Kolmogorov complexity of a string is the length of the shortest algorithm that generates it. Here I'm focusing instead on randomly distributed strings $x$, with length $n$, with a probability distribution $P(x)$. What is the shortest algorithm, with access to a random number generator, that is able to generate a random $x$ as output, such that $x$ comes out with probability $P(x)$? At least, up to a given precision.
Maybe this notion of complexity is not much different from the complexity of calculating $P(x)$: once the algorithm is able to calculate $P(x)$, it can choose a random $x$ with probability $P(x)$ simply by Montecarlo calculation, which takes only a few more lines of code.

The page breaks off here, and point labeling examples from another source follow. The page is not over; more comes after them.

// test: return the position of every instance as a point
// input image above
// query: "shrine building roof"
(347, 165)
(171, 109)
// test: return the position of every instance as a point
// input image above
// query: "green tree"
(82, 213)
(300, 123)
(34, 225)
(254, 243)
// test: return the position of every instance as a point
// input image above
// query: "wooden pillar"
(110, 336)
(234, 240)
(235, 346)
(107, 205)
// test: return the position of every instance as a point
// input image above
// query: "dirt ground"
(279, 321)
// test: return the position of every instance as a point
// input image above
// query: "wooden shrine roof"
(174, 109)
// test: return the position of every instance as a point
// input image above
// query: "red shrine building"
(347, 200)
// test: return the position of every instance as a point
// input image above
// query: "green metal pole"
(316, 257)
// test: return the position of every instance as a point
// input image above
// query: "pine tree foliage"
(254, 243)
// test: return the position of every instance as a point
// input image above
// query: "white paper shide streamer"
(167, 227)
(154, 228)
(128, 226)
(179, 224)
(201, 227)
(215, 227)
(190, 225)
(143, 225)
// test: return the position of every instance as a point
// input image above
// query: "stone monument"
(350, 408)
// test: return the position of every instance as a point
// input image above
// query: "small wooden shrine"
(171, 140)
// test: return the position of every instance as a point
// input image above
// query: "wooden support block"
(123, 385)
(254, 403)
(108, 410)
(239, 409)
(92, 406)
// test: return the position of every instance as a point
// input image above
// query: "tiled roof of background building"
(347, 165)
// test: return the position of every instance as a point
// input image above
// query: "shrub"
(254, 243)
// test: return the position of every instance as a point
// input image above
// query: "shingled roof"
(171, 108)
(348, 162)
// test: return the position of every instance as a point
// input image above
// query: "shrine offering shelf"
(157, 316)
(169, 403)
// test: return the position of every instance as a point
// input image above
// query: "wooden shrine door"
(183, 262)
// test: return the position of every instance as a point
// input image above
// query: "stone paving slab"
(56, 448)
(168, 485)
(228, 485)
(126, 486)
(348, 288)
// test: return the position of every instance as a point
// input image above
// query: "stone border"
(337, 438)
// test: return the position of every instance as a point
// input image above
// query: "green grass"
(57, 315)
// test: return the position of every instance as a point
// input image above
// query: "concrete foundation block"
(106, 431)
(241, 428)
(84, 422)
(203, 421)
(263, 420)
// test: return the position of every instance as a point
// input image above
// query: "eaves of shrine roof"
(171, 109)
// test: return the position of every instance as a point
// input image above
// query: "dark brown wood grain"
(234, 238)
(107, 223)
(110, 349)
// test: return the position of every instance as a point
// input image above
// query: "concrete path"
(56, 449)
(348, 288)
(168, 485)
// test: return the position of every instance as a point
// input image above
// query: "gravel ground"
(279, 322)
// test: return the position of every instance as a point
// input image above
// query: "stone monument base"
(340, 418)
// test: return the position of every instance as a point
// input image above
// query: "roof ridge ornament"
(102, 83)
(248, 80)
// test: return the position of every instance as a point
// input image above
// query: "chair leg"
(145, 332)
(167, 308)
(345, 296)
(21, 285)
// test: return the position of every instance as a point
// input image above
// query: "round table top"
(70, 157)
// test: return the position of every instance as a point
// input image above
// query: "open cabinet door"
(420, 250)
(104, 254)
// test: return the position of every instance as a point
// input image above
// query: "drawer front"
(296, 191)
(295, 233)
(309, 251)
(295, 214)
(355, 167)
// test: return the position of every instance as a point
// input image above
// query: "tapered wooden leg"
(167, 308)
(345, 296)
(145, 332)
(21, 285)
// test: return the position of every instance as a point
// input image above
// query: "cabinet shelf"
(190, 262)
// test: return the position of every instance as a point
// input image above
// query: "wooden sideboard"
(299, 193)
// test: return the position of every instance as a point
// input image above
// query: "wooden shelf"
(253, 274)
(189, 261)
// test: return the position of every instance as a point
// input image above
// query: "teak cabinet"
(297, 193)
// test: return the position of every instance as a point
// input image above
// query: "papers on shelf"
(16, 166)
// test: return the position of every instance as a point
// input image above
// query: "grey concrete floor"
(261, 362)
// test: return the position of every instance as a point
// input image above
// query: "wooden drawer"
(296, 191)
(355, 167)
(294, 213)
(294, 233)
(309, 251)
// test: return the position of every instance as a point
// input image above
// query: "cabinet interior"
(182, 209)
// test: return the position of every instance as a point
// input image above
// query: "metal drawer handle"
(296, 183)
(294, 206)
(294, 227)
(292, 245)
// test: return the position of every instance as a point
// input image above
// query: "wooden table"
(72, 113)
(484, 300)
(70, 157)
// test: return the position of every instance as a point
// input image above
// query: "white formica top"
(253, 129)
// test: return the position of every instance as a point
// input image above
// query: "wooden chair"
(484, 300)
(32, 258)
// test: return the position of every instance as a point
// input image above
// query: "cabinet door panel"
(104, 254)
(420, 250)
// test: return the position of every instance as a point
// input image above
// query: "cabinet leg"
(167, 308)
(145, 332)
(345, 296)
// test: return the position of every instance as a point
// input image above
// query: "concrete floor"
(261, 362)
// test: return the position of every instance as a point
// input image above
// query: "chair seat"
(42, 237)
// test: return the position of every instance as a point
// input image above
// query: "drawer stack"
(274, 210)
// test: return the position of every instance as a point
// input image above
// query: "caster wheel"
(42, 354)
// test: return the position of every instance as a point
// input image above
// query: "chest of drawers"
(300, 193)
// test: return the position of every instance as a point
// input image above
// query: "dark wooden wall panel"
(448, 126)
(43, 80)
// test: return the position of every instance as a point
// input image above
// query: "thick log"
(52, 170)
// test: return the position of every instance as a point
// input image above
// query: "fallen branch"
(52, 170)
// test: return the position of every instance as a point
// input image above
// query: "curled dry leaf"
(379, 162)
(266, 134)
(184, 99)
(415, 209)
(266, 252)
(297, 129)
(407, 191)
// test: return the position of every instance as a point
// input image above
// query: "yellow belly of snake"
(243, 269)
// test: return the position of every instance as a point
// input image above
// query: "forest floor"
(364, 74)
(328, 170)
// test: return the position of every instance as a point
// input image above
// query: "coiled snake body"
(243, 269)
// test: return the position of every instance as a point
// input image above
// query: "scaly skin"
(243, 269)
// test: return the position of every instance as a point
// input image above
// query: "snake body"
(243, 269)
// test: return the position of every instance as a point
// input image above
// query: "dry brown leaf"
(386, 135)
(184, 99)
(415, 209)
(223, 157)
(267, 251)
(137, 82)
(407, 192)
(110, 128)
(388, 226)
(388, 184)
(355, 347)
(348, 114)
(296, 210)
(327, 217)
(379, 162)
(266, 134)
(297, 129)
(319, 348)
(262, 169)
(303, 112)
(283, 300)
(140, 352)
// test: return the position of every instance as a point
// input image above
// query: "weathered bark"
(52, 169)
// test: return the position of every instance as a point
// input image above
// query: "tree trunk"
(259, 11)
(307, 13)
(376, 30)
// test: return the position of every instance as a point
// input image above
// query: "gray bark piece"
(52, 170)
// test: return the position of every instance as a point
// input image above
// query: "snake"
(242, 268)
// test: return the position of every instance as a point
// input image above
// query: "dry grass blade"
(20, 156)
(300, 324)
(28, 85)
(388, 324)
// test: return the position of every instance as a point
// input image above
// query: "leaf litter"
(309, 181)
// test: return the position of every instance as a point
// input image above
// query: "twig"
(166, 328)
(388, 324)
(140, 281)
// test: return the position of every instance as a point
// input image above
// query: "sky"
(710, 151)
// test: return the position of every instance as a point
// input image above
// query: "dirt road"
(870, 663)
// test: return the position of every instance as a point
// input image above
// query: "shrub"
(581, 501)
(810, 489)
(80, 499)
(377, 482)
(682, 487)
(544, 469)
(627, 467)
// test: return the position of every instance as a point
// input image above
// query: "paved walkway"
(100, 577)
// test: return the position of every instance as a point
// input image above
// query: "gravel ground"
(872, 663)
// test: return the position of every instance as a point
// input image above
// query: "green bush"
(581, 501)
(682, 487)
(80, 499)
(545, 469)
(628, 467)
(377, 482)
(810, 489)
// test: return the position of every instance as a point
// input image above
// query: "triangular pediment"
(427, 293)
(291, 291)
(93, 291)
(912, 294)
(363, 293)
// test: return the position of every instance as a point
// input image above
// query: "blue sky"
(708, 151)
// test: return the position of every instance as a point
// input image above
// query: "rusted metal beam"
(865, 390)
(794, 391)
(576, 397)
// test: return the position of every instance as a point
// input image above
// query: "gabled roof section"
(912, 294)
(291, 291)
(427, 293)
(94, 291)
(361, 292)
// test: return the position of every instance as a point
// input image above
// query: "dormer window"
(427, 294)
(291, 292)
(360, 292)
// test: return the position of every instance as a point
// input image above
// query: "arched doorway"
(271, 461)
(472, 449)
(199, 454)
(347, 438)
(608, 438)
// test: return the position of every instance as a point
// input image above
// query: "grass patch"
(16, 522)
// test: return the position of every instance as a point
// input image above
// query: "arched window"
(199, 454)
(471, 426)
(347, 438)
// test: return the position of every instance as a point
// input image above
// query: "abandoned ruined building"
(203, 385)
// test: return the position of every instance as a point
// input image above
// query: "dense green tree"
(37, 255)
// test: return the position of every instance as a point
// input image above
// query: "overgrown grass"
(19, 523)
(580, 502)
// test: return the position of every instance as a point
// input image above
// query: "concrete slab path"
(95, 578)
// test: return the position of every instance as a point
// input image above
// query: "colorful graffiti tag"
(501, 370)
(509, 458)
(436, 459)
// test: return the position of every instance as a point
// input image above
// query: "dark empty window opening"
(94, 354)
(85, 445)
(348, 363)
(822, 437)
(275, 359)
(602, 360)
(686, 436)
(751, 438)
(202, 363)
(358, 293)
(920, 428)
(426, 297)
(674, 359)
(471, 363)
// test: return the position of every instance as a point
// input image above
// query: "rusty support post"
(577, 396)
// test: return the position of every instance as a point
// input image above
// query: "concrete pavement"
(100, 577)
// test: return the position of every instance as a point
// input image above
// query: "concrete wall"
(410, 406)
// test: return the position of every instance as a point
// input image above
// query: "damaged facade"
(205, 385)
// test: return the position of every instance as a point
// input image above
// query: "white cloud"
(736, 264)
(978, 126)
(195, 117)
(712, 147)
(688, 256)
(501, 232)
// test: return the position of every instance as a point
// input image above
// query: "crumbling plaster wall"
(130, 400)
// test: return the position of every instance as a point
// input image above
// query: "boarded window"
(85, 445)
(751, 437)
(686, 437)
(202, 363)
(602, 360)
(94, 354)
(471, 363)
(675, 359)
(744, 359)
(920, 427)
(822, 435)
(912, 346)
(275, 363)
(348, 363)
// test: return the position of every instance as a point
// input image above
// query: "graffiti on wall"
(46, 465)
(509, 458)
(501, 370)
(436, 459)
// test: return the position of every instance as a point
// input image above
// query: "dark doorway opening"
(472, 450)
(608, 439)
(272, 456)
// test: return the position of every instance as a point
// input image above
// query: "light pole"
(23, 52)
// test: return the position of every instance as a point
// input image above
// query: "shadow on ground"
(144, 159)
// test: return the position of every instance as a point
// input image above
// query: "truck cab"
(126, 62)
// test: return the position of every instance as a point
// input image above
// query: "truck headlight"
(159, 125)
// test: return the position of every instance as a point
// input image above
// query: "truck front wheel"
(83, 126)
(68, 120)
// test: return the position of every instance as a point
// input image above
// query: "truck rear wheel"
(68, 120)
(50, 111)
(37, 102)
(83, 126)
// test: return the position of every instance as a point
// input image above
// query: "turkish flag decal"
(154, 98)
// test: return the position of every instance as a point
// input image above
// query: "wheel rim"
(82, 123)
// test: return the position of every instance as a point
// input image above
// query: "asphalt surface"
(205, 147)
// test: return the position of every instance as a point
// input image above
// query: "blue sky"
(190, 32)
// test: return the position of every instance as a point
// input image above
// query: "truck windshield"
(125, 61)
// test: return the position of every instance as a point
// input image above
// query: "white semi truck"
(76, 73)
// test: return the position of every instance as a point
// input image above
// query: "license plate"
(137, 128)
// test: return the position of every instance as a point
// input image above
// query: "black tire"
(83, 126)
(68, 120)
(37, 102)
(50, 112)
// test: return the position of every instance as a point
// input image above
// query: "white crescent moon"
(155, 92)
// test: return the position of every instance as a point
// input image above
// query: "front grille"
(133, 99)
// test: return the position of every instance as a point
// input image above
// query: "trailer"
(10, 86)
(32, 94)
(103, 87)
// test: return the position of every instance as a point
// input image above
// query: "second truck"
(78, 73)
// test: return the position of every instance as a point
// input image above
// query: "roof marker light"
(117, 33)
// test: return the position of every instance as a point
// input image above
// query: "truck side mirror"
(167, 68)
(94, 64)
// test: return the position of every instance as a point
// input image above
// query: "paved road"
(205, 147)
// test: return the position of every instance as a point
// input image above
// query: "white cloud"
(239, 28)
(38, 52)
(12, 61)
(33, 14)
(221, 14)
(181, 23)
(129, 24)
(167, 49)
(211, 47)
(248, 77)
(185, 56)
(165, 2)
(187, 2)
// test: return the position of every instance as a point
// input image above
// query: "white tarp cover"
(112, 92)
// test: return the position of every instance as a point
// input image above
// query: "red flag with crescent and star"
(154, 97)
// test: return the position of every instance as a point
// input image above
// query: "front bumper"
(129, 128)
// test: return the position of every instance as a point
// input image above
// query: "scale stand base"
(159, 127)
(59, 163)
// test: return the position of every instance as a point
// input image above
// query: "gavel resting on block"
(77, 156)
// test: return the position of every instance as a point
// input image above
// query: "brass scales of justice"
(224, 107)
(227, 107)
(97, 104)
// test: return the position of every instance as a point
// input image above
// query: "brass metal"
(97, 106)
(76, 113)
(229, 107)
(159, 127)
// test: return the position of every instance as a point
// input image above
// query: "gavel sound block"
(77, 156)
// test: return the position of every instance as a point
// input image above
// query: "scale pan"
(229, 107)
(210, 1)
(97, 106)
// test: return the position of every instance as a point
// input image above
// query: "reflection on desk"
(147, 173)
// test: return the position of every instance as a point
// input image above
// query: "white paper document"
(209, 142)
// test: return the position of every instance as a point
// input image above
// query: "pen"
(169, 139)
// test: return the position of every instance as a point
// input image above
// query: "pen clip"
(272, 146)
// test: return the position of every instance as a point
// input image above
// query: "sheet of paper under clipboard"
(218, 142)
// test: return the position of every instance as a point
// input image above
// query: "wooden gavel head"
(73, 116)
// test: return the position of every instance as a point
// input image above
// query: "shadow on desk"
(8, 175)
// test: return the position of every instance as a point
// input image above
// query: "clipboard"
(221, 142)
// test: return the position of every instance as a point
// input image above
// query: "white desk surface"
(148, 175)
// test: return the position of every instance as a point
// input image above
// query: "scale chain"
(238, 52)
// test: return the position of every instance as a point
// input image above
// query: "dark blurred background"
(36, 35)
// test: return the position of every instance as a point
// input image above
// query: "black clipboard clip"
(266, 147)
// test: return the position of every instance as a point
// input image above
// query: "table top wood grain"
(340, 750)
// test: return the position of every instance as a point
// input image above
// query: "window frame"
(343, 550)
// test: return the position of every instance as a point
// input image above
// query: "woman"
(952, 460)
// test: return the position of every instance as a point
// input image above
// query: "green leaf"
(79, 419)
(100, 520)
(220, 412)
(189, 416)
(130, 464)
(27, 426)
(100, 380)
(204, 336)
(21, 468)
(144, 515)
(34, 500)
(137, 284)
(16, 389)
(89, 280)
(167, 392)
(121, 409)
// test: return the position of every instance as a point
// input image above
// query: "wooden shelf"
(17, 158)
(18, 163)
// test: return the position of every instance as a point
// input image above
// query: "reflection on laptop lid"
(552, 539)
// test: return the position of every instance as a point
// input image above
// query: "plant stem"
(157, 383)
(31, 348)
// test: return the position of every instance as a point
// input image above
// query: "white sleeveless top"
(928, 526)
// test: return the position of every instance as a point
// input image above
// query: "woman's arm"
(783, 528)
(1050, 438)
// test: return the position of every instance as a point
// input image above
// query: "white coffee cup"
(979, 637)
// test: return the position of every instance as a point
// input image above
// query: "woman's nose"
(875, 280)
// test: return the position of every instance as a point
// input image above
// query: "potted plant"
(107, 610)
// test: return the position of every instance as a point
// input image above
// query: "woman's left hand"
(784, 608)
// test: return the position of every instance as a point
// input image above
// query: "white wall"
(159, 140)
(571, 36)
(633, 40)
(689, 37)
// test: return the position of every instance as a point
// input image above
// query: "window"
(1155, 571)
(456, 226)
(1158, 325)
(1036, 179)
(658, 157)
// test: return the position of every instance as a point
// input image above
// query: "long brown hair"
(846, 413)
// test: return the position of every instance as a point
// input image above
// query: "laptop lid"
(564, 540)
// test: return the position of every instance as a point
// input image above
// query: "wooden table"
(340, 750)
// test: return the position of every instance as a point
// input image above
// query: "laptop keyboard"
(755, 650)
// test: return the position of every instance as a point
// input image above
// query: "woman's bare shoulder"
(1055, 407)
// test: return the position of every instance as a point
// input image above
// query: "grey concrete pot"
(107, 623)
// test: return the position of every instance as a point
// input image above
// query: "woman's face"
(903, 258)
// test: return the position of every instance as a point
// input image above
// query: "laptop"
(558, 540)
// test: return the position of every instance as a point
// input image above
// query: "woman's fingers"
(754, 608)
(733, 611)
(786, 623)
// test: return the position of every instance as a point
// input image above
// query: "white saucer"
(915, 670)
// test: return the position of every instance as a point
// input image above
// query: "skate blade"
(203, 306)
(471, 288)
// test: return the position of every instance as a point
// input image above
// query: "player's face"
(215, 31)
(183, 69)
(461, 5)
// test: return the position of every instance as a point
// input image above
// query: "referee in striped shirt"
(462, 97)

However, here the time bounds could come into play: imagine that the calculation of $P(x)$ takes exponential time in $n$ (e.g. probabilities arising from amplitudes of quantum wavefunctions), and we put a polynomial time bound in $n$. I think that, whatever is your $P(x)$, you can provide the algorithm with a suitable structure with $2^n$ elements, such that it generates the random $x$ in polynomial time. On the other hand, it is easy to imagine cases in which the random $x$s can be directly constructed without the need of the huge table of $2^n$ elements.
I would like to know if this notion of complexity of probability distribution has been developed and studied, possibly in connection with the time bounds. Any hint is welcome!